April, 2013 / Author:

Survey shows gay men dont know where to look for dates, but a proliferation of online resources is trying to change that

According to a survey by Stagg, a dating app launched in December, 77 per cent of gay men do not know how to find men like themselves to date. The same survey showed that while gay men face barriers when it comes to meeting other men to date, apps are becoming increasingly important in the hunt for long-term romantic relationships.

Apps are relatively new on the dating scene. GayDatingSites.net, an online resource that regularly updates information about dating sites gay men can use, has yet to include information about dating apps. The website ranks the top 20 dating sites for gay men, offers tips on staying safe and posts coupons. Stagg’s survey showed that dating sites are ranked as being friendlier than apps, but some users lump them in the same category as being useful for finding hook-ups, not relationships.

“Any dates I find are usually from talking online to other gay men via the Internet or dating apps,” said Brandon Luner, a student at George Brown College in Toronto, who has yet to have a long-term relationship. “The apps work great often if you are just looking for a quick hook-up… Some conversations and dates can come from it but the underlying constant goal is to get into the others’ pants as soon as possible.”

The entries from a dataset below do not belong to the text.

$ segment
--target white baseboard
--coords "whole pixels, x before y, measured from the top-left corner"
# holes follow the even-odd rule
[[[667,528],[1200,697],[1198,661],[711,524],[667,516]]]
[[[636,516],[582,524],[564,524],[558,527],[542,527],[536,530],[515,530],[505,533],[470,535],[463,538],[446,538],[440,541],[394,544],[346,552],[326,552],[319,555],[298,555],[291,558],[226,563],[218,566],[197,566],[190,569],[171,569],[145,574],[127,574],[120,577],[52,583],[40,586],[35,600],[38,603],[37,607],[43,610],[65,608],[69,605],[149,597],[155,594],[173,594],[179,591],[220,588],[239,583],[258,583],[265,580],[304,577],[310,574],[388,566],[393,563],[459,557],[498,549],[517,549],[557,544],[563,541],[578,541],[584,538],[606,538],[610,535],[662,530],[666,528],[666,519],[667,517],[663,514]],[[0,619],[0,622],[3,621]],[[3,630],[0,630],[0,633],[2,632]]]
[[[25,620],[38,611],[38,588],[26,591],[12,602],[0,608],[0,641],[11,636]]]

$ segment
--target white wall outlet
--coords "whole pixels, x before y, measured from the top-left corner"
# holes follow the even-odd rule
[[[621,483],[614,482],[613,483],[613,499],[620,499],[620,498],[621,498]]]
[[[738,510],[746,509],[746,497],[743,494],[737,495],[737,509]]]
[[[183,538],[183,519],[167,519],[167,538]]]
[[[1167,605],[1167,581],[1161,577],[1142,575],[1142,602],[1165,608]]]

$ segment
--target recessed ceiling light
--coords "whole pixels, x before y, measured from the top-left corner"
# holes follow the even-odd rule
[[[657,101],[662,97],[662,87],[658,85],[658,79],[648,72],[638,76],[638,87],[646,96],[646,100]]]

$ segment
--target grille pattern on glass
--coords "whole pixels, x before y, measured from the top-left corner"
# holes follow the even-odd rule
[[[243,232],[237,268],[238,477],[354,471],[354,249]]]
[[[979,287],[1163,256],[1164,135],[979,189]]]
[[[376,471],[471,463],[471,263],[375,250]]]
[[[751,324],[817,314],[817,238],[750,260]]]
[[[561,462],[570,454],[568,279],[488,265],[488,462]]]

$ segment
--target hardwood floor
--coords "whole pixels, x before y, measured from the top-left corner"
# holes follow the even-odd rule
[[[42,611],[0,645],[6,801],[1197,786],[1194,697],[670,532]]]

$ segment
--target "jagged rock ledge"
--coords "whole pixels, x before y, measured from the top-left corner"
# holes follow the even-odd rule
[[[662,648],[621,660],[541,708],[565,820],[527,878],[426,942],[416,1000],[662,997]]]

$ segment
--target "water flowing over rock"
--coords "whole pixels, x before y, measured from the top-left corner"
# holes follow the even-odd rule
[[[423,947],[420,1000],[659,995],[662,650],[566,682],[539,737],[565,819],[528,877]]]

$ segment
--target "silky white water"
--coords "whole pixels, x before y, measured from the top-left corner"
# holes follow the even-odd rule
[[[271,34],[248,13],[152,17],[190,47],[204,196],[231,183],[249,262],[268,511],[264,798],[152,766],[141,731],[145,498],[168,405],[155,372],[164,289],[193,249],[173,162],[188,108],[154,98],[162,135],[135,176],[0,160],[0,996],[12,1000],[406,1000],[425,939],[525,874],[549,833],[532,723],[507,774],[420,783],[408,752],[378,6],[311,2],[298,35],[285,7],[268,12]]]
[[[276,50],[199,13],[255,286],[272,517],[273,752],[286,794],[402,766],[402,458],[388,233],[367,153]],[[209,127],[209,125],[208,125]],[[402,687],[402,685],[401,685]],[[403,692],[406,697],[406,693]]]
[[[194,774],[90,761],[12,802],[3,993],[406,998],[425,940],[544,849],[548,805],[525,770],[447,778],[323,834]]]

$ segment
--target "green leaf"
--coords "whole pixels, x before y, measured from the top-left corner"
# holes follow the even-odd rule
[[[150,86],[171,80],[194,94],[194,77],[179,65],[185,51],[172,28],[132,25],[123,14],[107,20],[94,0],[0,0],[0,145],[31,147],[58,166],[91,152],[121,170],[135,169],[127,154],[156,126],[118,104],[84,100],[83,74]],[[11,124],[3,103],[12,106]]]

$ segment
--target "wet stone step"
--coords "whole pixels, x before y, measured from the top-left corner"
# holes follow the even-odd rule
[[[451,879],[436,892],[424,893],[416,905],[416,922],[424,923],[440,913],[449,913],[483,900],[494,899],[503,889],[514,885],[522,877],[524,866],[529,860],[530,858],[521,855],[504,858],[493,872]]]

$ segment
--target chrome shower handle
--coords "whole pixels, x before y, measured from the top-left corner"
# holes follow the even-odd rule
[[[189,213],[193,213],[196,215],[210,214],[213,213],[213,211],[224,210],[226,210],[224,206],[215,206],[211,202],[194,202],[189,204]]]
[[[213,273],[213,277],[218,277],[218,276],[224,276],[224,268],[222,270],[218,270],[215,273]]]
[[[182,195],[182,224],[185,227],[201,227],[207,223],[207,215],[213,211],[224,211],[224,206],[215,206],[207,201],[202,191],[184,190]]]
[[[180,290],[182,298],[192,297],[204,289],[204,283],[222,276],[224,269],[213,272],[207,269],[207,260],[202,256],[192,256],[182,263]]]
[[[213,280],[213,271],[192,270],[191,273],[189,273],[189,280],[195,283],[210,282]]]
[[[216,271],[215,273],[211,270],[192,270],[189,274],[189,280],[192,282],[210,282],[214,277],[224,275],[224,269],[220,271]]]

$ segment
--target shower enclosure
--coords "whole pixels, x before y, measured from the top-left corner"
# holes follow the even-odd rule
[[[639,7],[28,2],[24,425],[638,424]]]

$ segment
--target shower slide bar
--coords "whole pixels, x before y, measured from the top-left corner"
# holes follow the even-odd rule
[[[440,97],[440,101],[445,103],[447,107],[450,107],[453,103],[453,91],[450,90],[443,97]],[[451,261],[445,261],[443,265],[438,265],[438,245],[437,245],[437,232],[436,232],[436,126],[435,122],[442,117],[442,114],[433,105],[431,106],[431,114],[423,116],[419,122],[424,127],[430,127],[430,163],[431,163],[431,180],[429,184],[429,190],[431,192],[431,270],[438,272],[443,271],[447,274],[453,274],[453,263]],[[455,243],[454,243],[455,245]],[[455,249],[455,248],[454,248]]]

As a guest on Gwissues’ “Finding Love Online” episode, documentarian Chase Whiteside said that most people on dating websites and apps are actually just looking for a hook-up, not a long-term romantic relationship.

“They take away from a lot of the things that we used to experience when we met people in the flesh one on one,” said Whiteside, who thinks that human complexities are too great to be simplified into an online profile. “We’re people. We’re not online profiles. Were not cell phones.”

Stagg tries to distinguish itself from other dating apps by telling more about members than just location. Participants are regularly quizzed, and the app uses these answers to create collections of words about members personality traits, likes and interests, replacing traditional self-made profiles. The app also rates the compatibility of members.

The Power of Social Networks

Joseph F. Moynham lives with his long-term partner Andr in Montreal. “We actually met in the place you shouldnt meet someone for a long-term relationship – we met in a bar,” said Moynham. Previously Moynham had found dates through friends, but said that the best way to find guys is to be involved in something, like an activity or a group. There are many groups for single gay men and women to get together, including bowling and breakfast get-togethers.

Matchmakers can help those seeking love find partners interested in the same type of relationship. A matchmaker will help a person break bad dating patterns and find people with similar intentions. Some professionals work with private investigators and do criminal record checks, which helps ensure clients’ safety. However, there are no matchmakers in Winnipeg who will work with LGBT people.

So clearly professional matchmakers are not accessible to everyone, but friends and family can work just as well. Dr. Mike Dow, another guest on Gwissues’ “Finding Love Online” episode, said that telling loved ones that you are looking for a long-term romantic relationship will encourage them to seek out potential partners with similar intentions for you. Your family and friends will begin acting as your own personal matchmakers – and as people who know you better than a stranger taking your cheque, they may be able to do a better job.

The Whole Package

So whats one to do? With so many options of finding a gay lover, what is the best?

“Pull out all the stops… Do everything it takes,” was Dow’s advice. 

Try out dating apps and websites with good reputations – they will connect you with people you may never meet otherwise. The Stagg survey found that 66 per cent of men using apps now are actually looking for long-term relationships, and 64 per cent are interested in making friends, so the reputation they have may be misleading.

Instead of using the apps in public or when hanging out with friends, actually stay engaged in your surroundings and actively look for dateable partners. Mr. or Ms. Right could walk right out the door when youre flipping through your phone. Go to places where people with similar interests like you will be, such as clubs or groups, and put yourself out there.

Tell friends and family you are seriously interested in a long-term romantic relationship and ask if they know anyone who might be suited for you. Make it clear to everyone you know that this is what you want. If you live somewhere with professional matchmakers who cater to the LGBT community, you might want to consider using their services.

There isnt one perfect, magic path to your special someone. The road can be rocky, painful and sometimes dangerous. So be safe. But also remember to have some fun. 


– Meg Crane is the sports, books and movies editor for OutWords.